The tenth rule of surviving in a kingdom that wants you dead — some moments don't ask permission before they change everything.
He was a terrible patient.
I discovered this on the first full day of his recovery, when I arrived for morning rounds to find him at his desk in direct violation of the physician's orders to rest, surrounded by documents and looking completely unrepentant about it.
"You're supposed to be in bed," I said.
"I've been in bed for six hours," he said, without looking up.
"The physician said a week."
"The physician is overcautious."
I set my tray down. Looked at him. He had color back in his face and the fever glaze was completely gone and he held himself with the same controlled stillness as always, but there were shadows under his eyes and a careful quality to his movements that told me every motion cost slightly more than he was letting on.
"You're in pain," I said.
He looked up then. "I'm fine."
"You're holding your left side when you think no one is watching," I said. "You've done it four times since I walked in."
He looked at me for a moment.
"You're very observant," he said. The same words he had said weeks ago in the library. But different now. Warmer. Like the words meant something else entirely and we both knew it.
"I learned from someone," I said quietly.
Something happened at the corner of his mouth.
I did my rounds. He did his documents. We moved through the same familiar rhythm of the same familiar room and everything was exactly as it had always been and completely different at the same time in a way I couldn't articulate and didn't try to.
He didn't mention the night.
Neither did I.
But it was there between us — his hand around my wrist, my voice talking him through the fever, the seventh bell and the morning light and I am in so much trouble — present in every silence the way music was present in a room even after it stopped playing.

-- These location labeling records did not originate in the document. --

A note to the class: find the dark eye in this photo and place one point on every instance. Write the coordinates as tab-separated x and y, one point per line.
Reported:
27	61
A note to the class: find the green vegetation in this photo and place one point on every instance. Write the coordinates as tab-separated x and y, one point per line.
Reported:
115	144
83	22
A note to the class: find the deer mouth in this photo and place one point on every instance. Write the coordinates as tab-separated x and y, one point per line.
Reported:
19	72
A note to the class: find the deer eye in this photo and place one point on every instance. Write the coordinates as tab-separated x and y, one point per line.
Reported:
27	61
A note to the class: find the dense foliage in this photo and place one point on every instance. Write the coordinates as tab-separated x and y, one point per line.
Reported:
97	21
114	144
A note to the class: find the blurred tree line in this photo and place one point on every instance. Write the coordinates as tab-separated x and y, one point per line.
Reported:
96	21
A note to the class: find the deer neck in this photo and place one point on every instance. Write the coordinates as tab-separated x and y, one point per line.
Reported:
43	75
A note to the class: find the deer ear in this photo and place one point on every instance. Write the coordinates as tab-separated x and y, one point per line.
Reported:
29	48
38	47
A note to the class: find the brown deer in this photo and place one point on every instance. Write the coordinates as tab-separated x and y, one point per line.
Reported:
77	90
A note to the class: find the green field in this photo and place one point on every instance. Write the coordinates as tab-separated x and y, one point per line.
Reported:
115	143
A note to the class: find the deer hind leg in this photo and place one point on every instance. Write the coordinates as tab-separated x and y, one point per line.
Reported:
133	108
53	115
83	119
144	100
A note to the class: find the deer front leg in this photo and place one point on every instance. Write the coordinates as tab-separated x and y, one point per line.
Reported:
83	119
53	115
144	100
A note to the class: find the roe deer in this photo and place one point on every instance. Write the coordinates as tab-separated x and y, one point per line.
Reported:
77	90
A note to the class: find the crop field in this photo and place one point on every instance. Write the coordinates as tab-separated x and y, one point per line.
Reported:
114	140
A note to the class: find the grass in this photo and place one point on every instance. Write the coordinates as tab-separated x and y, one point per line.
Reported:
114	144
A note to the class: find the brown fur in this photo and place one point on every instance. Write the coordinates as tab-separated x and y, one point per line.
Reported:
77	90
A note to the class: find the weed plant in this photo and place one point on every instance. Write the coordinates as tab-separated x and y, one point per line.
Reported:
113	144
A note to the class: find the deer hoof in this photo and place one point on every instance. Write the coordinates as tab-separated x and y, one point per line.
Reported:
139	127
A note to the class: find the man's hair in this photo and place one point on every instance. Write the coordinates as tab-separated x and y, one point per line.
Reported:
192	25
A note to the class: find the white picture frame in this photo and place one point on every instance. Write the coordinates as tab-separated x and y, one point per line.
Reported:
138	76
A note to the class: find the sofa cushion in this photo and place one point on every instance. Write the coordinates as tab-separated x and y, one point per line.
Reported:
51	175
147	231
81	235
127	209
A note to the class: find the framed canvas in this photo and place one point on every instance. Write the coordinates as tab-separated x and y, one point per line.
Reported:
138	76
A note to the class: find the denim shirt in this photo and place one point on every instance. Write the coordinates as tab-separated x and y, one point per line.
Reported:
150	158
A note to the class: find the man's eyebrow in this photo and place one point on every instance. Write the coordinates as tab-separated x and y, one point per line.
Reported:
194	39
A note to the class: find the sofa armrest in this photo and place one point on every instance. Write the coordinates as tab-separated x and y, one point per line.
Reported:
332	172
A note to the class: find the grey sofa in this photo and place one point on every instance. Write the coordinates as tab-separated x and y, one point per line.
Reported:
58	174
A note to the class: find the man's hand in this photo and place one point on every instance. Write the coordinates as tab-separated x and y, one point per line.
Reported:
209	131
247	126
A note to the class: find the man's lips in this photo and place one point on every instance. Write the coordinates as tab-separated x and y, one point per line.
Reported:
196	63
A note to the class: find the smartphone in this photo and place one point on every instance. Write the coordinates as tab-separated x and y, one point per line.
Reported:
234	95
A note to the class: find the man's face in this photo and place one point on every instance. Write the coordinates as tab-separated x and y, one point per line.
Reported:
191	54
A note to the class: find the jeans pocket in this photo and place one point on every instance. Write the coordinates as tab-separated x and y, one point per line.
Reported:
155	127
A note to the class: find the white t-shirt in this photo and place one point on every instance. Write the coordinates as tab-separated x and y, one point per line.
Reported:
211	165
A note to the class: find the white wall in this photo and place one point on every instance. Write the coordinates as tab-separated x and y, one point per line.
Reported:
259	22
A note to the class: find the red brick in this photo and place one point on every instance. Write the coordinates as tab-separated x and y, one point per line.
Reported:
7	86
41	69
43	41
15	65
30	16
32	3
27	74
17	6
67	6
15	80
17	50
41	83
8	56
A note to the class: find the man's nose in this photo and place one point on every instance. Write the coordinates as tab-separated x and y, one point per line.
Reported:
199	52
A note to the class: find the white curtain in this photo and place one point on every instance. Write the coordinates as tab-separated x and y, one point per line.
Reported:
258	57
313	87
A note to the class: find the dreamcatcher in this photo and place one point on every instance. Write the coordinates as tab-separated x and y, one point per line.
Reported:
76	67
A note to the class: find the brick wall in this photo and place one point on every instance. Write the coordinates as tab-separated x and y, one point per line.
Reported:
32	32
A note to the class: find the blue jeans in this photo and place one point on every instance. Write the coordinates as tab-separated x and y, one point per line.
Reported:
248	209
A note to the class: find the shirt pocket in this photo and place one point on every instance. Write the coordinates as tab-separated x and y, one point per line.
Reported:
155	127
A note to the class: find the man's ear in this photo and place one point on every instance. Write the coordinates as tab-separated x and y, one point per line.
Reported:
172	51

At some point he set down his documents.
"Tell me something," he said.
I looked up from the manuscript shelf. "Your Highness?"
"Something true." He leaned back in his chair. Looked at the ceiling. "Something you haven't told anyone else."
The darkness inside me went very still.
I should have deflected. Should have smiled the careful servant smile and said something harmless and forgettable and steered us back to safe ground. I was good at safe ground. I had been living on safe ground for eleven years.
"I used to climb the roof of our house in Mira Village," I said instead. "At night. When everyone was asleep. I'd sit up there and look at the stars and pretend I lived somewhere else." A pause. "Somewhere nobody knew my name or my mother's name or what we were."
The room was very quiet.
"Where did you pretend to live?" he asked.
"Somewhere with a library," I said. "I'd never been in one. But I'd heard about them. I thought a place with that many words in one room must be the safest place in the world." I looked at the shelves around me. "I was wrong about that."
"Were you?" he said softly.
I looked at him.
He was looking at me with that expression — the one that had stopped pretending to be something else.
"Tell me something true," I said. Because fair was fair. Because he had asked me first. Because I was apparently no longer capable of maintaining safe ground where he was concerned.
He was quiet for a moment.
"I haven't slept through a full night in three years," he said. "Since I took command of the Guard." He looked at the ceiling again. "I tell myself it's the responsibility. The reports. The decisions." A pause. "But I think it's the faces. The ones I —" He stopped.
The ones he executed.
He didn't say it. He didn't need to.
"They stay with you," I said quietly.
"They stay with me," he said.
The cedarwood and the morning light and the manuscripts and the low burning candles. The two of us on opposite sides of a room that kept getting smaller.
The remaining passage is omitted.